Join the game-day bandwagon

We have a unique opportunity to show the country how truly great our fan base is.

Chris Iverson

Is your heart still pounding from Saturday’s football game? I know mine is, but not entirely for the reasons yours might be.

With three unexpected consecutive victories, the Gophers have the intrigue of not only the casual student fan but the country, as well. Any time a historically downtrodden team grabs a few consecutive victories, sports writers and outspoken pundits alike jump on the bandwagon and see how far it goes.

Along with this, the image of the football team couples with the image of the campus. I would have no idea what Auburn’s Toomer’s Corner trees were if it weren’t for the school’s national championship run in 2011, nor the Boise State blue football field if it weren’t for their fun-to-watch streakiness during our youth. These attributes are nice and all, but the non-football entity that the media focuses on the most when teams get hot is the student and the game-day experience.

 For the first time in most of our lives, we have the opportunity to show the nation a great fan base and, almost more importantly, a fantastic game-day experience. It is our turn to hop on the Gopher bandwagon, but it’s also our turn to enjoy all that the Saturday experience has to offer.

To sports writers, the 2013 Minnesota story is journalism gold. Head coach Jerry Kill’s leave of absence coupled with the winning streak sprung the team and the University into the limelight. Although exciting, this can be a good or bad circumstance, depending on how the fan base treats it.

This has happened with historically lackluster teams in the past. After decades of bad seasons, the 1993 Wisconsin football team went 10-1-1 and catapulted into an unexpected Rose Bowl bid. During this season, Wisconsin beat Michigan for the first time in 12 years. The chaotic and violent attempt to rush the field left 73 people injured. The Camp Randall Crush, as it would be deemed, illustrated a rowdy and overzealous student section. Due to the circumstances of the winning season, the Crush created a nationally recognized stigma that still holds today.

At the same time, some longtime Gophers fans will show scars from years of irrelevancy and notorious game collapses, which have precipitated into a protective negativity and fair-weather mindset about the team. Many don’t want to experience the pain of collapse, and who does? Nobody likes to lose, so casual fans will ride the waves of good times but jump ship when it falters. Holding a fan base and establishing a good game-day atmosphere is even harder to do with the University’s campus — the only true urban campus in the Big Ten. If the Gophers are doing poorly, weekend-goers will turn to the plethora of other activities to do in Minneapolis.

The marketing and financing teams in the athletics department have tried to create that experience by coupling amenities galore with a general optimism about the team. “Build it and they will come” was a key motto when the University built TCF Bank Stadium, and ever since, it seems like the Gophers have added everything except wins to Saturday experiences.

In my opinion, the best effort the marketing team has done was giving away nearly 6,000 tickets to all of you freshmen reading this.
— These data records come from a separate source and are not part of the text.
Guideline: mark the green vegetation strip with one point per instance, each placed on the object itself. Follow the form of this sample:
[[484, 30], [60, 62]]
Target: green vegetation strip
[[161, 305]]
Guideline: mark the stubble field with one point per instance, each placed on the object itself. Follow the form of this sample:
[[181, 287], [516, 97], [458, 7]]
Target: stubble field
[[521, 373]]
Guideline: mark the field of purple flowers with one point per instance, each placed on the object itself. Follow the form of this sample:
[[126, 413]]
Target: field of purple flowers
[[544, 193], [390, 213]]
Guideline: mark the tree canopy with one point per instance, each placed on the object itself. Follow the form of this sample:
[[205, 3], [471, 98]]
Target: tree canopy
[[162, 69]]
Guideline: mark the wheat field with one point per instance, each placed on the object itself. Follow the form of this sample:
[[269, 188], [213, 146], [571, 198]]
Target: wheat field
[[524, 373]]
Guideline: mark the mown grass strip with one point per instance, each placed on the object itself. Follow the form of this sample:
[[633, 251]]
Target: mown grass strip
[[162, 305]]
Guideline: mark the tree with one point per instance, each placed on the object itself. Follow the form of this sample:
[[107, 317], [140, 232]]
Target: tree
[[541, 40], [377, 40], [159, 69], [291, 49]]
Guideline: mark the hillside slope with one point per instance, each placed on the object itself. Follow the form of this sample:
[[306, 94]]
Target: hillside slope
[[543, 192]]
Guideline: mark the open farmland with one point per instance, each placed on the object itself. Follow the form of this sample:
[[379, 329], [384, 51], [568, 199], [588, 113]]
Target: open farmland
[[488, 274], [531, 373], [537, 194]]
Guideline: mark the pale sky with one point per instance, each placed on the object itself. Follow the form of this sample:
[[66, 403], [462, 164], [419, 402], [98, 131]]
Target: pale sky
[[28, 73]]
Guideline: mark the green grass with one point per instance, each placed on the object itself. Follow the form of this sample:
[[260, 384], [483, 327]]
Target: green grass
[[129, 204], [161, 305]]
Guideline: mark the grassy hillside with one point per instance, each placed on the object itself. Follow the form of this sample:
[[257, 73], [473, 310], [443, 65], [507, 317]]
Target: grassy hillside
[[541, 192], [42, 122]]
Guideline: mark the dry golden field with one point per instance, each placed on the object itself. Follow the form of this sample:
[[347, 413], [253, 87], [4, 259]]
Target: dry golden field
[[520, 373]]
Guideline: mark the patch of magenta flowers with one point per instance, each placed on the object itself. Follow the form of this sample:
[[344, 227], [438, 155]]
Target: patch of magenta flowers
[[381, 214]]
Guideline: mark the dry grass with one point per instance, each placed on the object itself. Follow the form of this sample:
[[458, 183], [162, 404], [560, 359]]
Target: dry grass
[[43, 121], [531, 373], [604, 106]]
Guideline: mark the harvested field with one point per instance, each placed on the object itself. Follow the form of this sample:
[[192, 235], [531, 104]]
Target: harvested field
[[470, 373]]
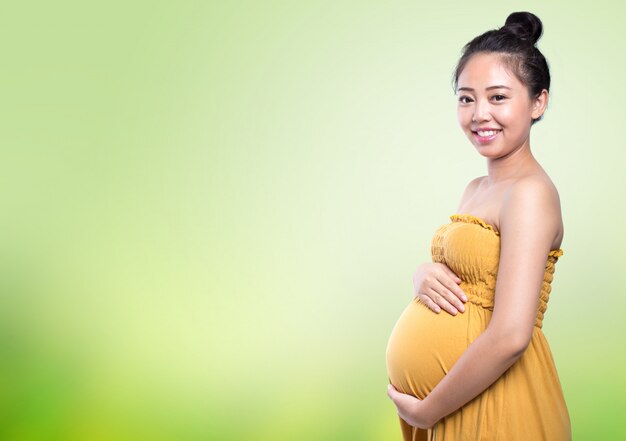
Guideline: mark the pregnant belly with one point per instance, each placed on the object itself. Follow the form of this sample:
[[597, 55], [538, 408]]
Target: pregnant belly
[[424, 345]]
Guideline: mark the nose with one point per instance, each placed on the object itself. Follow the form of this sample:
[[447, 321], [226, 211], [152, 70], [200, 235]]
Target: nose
[[481, 111]]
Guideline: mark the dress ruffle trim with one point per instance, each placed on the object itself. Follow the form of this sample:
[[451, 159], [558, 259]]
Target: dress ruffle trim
[[471, 219], [464, 217]]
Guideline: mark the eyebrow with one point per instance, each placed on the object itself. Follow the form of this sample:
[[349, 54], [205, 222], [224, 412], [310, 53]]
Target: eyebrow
[[469, 89]]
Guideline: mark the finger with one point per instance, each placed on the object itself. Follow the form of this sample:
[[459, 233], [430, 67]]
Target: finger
[[440, 300], [428, 302], [456, 294], [452, 274]]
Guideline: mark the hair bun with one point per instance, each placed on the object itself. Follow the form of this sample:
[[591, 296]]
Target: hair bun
[[524, 25]]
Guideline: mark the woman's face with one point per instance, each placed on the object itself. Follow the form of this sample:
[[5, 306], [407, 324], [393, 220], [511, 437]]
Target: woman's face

That giveaway certainly improved the situation temporarily. The game-day experience on the Thursday night against Nevada–Las Vegas was exactly what the team wanted to see: an active, enthused fan base utilizing the tailgating facilities, showing up early to the game and eventually welcoming the team out of the tunnel with huge applause.

Still, killer losses to Iowa and Michigan gave many longtime followers a sinking feeling that the Gophers would once again fall to the collapse-after-getting-our-hopes-up status quo. Even after the unexpected win against Northwestern, the student presence was low at the Nebraska game, as much of the upper-deck seats usually reserved for students were invaded with a sea of scarlet. This image of periodic apathy and doubtfulness has been the image of the Gophers for years, but this season, we can change that as the nation turns its head to Minnesota. Showing the college football world a solid Saturday experience has ramifications for bowl bids, funding strings, better recruits and better Big Ten appeal for prospective students.

Minnesota could enter itself into a Flutie Effect, where a good sports team gathers a burst of national intrigue and application boosts.

Time and time again, consistently good teams have created consistent fan bases. With three consecutive wins, there aren’t many excuses for a poor turnout Saturday.

A winning team will naturally garner the bandwagon, but to establish that desired game-day experience, the historically negative mindset needs to go away. I encourage the student fan base to not only come to Saturday’s Penn State game, but to actually experience it. Don’t show up right at 11 a.m. at kickoff; instead, enjoy that Victory tailgating lot. Watch the team’s TCF entry at 8:30 a.m. in the plaza. Come into the stadium 20 minutes before kickoff to watch the band’s pregame show. Most importantly, stay positive like we have been most of the season. And then, only then, will we show the nation that our Saturdays are as legit as the team’s streak is.